The Armis researchers also pointed out that the most severe of the VxWorks vulnerabilities "abuse esoteric parts of the TCP/IP stack that are almost never used by legitimate applications."
A Wind River spokesperson justified still including these parts by saying, "VxWorks provides broad support for an extremely large and diverse customer base across industries, so we must provide these esoteric parts of the TCP/IP Stack."
The importance of patch management
Armis noted that patches are available for SonicWall firewalls and Xerox printers.

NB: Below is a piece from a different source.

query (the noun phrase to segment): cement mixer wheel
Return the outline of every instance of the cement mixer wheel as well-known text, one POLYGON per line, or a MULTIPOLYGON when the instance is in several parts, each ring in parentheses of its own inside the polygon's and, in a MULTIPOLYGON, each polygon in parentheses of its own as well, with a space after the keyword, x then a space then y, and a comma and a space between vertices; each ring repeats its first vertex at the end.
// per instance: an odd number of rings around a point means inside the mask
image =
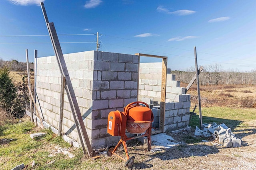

When asked about ways to find vulnerable devices and the difficulty in patching, Wind River said, "Modern-day cybersecurity procedures require the majority, if not all, of our customers to have procedures in place, including those of patch management.
"All patches require testing from both a functional and performance perspective and then will align to the specifics that the device operates in," a Wind River spokesperson said. "Just like in enterprise environments, embedded devices can be scheduled ahead of time to be taken offline to be updated."
Heiland added that fixing the VxWorks vulnerabilities will likely be more difficult "for organizations that do not have effective security, patch and vulnerability management programs in place.
"Organizations that do have programs should be able to leverage their current vulnerability scanning solutions to identify current VxWorks operating systems that are potentially vulnerable," Heiland said. "For those that do not have solid security programs in place, here is the perfect opportunity for them to start developing an effective enterprise-wide security management approach for IoT and embedded technology."
Armis researchers Ben Seri and Dor Zusman will present the research behind the URGENT/11 VxWorks vulnerabilities and provide demonstration exploits at the Black Hat 2019 conference in Las Vegas on Aug. 8.